In the current study, natural (R)-carvone was utilized as a starting material for the efficient synthesis of two series of isoxazoline derivatives bearing the 1,3,4-thiadiazole moiety. The new compounds were obtained in good yields and were characterized by H-1 and C-13 NMR and HRMS analysis. The newly synthesized monoterpenic isoxazoline 1,3,4-thiadiazole and their thiosemicarbazone intermediate derivatives were evaluated for their anticancer activity in four cancer cell lines (HT-1080, A-549, MCF-7, and MDA-MB-231). Most of the synthesized compounds exhibited moderate to high anticancer effects. Compound 13c showed the highest anticancer activity with IC50 values ranging from 19.33 +/- 1.81 to 34.81 +/- 3.03 mu M. Further investigation revealed that compounds 12e and 13c could inhibit the cell growth of HT-1080 and MCF-7 cells by inducing apoptosis through caspase-3/7 activation.

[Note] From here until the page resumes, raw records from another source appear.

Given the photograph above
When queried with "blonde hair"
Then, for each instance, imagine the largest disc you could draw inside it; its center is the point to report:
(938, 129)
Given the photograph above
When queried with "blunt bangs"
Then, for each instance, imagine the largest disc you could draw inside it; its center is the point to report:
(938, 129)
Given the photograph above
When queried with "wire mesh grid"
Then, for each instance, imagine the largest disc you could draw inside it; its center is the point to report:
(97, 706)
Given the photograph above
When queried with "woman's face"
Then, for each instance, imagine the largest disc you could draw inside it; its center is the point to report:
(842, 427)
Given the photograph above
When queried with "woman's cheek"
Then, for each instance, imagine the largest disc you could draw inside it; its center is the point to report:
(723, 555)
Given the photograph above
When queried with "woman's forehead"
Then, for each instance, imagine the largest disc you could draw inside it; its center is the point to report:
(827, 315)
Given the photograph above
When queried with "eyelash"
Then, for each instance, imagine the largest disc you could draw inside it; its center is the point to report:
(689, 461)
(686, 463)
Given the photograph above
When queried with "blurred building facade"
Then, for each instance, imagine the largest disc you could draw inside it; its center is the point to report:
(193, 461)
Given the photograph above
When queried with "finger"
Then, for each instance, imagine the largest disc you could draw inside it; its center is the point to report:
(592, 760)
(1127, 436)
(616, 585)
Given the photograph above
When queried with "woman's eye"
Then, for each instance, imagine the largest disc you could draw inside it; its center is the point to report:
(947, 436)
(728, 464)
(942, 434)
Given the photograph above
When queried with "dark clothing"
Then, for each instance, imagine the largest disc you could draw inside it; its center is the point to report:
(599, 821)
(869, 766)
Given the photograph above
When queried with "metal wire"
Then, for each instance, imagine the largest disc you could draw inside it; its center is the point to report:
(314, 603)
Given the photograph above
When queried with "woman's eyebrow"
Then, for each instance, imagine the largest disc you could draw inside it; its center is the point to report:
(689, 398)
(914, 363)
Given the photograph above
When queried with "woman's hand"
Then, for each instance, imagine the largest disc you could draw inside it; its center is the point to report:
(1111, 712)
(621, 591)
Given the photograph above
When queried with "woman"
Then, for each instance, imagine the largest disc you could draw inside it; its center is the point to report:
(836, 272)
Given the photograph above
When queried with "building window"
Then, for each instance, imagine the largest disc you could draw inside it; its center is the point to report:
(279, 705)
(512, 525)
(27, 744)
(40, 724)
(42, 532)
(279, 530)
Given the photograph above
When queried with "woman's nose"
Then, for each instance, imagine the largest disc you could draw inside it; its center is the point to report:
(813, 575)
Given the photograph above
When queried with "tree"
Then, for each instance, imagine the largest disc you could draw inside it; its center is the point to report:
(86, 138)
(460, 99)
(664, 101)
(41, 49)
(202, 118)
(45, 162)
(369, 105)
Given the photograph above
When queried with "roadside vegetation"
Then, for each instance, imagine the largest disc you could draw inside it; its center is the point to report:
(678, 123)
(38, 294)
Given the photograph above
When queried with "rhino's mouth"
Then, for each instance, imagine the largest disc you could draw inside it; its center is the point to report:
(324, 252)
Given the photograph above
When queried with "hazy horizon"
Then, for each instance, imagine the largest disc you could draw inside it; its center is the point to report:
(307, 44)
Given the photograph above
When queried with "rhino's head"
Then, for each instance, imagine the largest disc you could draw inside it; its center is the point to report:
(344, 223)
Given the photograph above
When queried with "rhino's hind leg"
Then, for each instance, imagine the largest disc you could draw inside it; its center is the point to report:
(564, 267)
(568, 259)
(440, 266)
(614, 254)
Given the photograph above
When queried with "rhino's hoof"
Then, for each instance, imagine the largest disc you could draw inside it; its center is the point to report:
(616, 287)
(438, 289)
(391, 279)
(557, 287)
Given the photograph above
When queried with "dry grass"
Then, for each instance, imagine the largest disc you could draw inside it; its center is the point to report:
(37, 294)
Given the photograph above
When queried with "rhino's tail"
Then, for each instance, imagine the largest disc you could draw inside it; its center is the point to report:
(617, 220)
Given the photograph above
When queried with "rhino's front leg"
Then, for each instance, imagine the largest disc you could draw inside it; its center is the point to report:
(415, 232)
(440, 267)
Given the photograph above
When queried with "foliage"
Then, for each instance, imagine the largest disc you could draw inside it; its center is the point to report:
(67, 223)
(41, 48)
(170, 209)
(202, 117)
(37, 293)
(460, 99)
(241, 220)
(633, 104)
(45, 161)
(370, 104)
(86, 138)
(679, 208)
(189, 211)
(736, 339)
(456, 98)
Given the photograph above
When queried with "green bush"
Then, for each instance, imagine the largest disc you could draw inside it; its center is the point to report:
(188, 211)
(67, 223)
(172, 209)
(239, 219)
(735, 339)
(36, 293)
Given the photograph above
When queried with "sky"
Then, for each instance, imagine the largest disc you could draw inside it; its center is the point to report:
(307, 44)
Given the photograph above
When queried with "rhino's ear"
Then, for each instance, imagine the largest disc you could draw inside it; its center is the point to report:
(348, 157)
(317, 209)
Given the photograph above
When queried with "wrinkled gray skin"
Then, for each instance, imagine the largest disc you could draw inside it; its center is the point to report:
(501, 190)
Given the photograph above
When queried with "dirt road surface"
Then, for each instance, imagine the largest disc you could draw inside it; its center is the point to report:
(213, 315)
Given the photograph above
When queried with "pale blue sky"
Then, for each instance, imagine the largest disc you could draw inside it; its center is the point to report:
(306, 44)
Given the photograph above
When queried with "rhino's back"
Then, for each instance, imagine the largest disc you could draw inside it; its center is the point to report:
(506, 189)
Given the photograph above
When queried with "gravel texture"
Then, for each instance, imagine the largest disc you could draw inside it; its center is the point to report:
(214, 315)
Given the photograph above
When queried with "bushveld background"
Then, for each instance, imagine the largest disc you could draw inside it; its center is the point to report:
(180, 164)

The apoptotic effect was accompanied by an S phase and G2/M cell cycle arrest for 13c and 12e, respectively. Compounds 12e and 13c were assessed in silico using molecular docking and molecular dynamics. We found that compound 13c is moderately active against the caspase-3 protein, which triggers apoptosis via intrinsic and extrinsic routes, making compound 13c a promising candidate to activate the proapoptotic protein (caspase-3).

Automated summary

In this study, isoxazoline derivatives with 1,3,4-thiadiazole moiety were efficiently synthesized using natural (R)-carvone as a starting material. The synthesized compounds exhibited moderate to high anticancer activity and could induce apoptosis through caspase-3/7 activation.